Commentary: Tar Heels have the marquee players to win a national title
Having one of your Final Four teams knocked out in the first round of the NCAA tournament is like running a marathon and finding out after the gun fires that your shoes were tied together.Having your next Final Four team knocked out in the second round of the tournament feels a bit more like running an eighth of the marathon and then getting flattened by a renegade oil tanker.
Quite simply, after that first weekend of tournament action, the only thing more damaged than my bracket was my mangled ego.
But on Easter weekend, my two saviors came through in a big way. With the field whittled down to four, I still have my predicted championship game intact: the University of North Carolina against the University of Illinois. And when the Tarheels beat the Fighting Illini, I will celebrate the resurrection of my bracket.
There is no doubt that UNC will be the national champion this year. Illinois versus UNC in the championship game is the pick everyone shied away from in the beginning because it was just too obvious.
But since they both emerged from the melee unscathed, there is just no doubt that they will both be there in the end.

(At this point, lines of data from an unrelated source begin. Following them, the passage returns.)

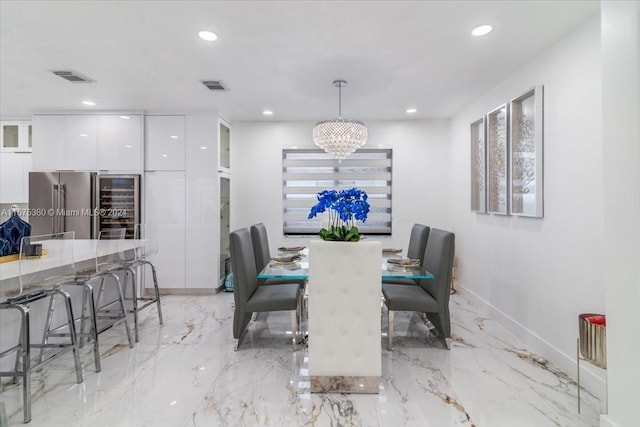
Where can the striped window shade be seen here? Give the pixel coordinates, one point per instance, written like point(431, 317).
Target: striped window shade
point(306, 172)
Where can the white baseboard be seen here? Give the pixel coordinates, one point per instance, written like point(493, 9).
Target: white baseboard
point(590, 378)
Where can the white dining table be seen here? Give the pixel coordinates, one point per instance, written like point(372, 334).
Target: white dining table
point(62, 253)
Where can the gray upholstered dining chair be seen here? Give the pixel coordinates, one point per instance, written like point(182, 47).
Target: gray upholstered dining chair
point(262, 255)
point(251, 298)
point(417, 245)
point(432, 295)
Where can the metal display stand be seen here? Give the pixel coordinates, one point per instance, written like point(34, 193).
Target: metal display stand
point(591, 344)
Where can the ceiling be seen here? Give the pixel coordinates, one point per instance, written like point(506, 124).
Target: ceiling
point(278, 55)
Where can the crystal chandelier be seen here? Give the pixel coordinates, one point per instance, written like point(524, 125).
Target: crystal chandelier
point(339, 137)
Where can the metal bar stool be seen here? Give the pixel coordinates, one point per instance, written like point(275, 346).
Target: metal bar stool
point(107, 252)
point(37, 276)
point(140, 258)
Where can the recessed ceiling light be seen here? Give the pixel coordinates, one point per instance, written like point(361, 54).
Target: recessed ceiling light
point(482, 30)
point(207, 35)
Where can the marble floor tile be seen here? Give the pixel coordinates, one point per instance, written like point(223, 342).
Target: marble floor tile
point(186, 374)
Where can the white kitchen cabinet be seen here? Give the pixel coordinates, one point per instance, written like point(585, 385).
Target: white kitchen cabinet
point(165, 143)
point(16, 135)
point(120, 142)
point(201, 202)
point(49, 142)
point(81, 150)
point(14, 177)
point(165, 211)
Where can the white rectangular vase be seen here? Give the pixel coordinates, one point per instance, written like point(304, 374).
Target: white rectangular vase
point(344, 316)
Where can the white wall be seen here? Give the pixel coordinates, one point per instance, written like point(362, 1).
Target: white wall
point(537, 275)
point(621, 159)
point(420, 173)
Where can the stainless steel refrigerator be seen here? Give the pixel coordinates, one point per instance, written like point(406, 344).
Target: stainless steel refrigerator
point(83, 202)
point(62, 201)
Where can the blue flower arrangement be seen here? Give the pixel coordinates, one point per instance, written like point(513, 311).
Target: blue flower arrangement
point(344, 208)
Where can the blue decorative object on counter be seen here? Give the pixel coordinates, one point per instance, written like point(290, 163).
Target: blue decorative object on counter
point(13, 230)
point(5, 246)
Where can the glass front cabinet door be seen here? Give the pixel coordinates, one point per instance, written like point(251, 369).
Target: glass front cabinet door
point(224, 144)
point(16, 135)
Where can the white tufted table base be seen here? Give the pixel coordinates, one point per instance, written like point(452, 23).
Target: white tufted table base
point(344, 316)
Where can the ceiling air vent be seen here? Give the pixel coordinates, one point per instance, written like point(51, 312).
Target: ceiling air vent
point(73, 76)
point(214, 85)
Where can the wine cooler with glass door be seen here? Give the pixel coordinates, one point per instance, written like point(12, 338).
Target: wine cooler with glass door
point(117, 203)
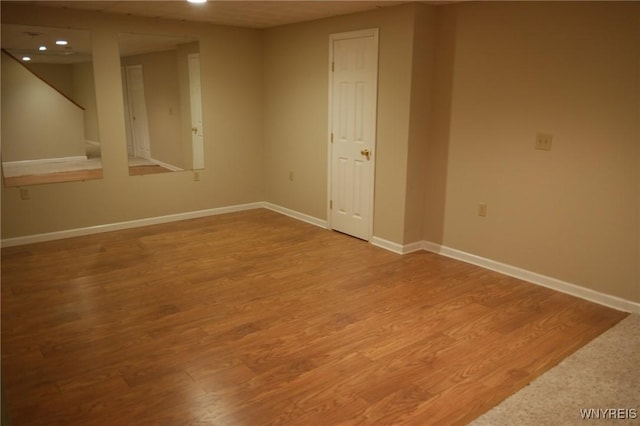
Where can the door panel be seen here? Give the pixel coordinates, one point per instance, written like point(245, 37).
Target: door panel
point(138, 111)
point(353, 98)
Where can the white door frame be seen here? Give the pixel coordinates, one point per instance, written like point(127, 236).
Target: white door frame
point(372, 32)
point(195, 101)
point(137, 139)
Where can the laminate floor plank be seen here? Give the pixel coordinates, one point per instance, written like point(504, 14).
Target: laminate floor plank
point(255, 318)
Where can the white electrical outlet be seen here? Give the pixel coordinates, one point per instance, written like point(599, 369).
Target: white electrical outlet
point(543, 141)
point(482, 209)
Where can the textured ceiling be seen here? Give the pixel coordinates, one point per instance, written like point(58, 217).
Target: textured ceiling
point(240, 13)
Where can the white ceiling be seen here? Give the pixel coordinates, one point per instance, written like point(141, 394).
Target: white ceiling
point(240, 13)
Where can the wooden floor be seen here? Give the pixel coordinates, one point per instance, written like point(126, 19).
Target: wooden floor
point(254, 318)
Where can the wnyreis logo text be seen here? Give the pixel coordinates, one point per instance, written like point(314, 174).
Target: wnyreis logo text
point(609, 413)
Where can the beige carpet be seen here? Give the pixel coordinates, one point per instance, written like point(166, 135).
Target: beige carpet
point(601, 380)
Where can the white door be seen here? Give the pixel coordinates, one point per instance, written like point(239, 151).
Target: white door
point(138, 112)
point(197, 136)
point(352, 121)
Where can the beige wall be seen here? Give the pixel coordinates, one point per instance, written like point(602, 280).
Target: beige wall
point(76, 82)
point(231, 67)
point(569, 69)
point(39, 121)
point(420, 124)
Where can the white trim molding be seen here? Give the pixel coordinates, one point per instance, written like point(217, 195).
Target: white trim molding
point(78, 232)
point(536, 278)
point(296, 215)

When the two best teams during the regular season come to the tournament and dominate, it reinforces the notion that they're good. But when those teams both come within a hair's breadth of elimination and make the clutch plays needed to stave off an upset, it's clear that they came to win it all.
On the biggest of stages under the brightest of lights, only star players lift their teams to championships, and UNC has two stars: center Sean May and swingman Rashad McCants.
May leads the Tarheels in scoring, but McCants was injured for a large chunk of the season and that gives him motivation to excel. They were both money in the regional final against Wisconsin; McCants had 21 points and four assists, while May scored 29 points with 12 rebounds.
One of these players will be the hero of the tournament, and junior point guard Raymond Felton is one of the guys who will make sure of it. He is averaging 6.9 assists a game, and it is because of his tremendous ball-handling that UNC can run at such a break-neck offensive pace. He is extremely adept at getting the ball into the low post for May or driving in and dishing out to McCants for the three-point shot.
The Fighting Illini are the definition of a solid basketball team, with five players averaging above 10 points a game and the best group of guards in the country.
But while they are talented, none of them are stars of the caliber of May or McCants, and that gives UNC the edge.
The Tarheels have been beaten and bruised, disgraced and dismissed, but since Easter Sunday, everything has changed.
Just two years after Roy Williams' triumphant return to his alma mater, UNC will be fully resurrected from the dust and take its place at the top of college basketball.
And along with the Tarheels' rise to glory, my bracket will emerge victorious.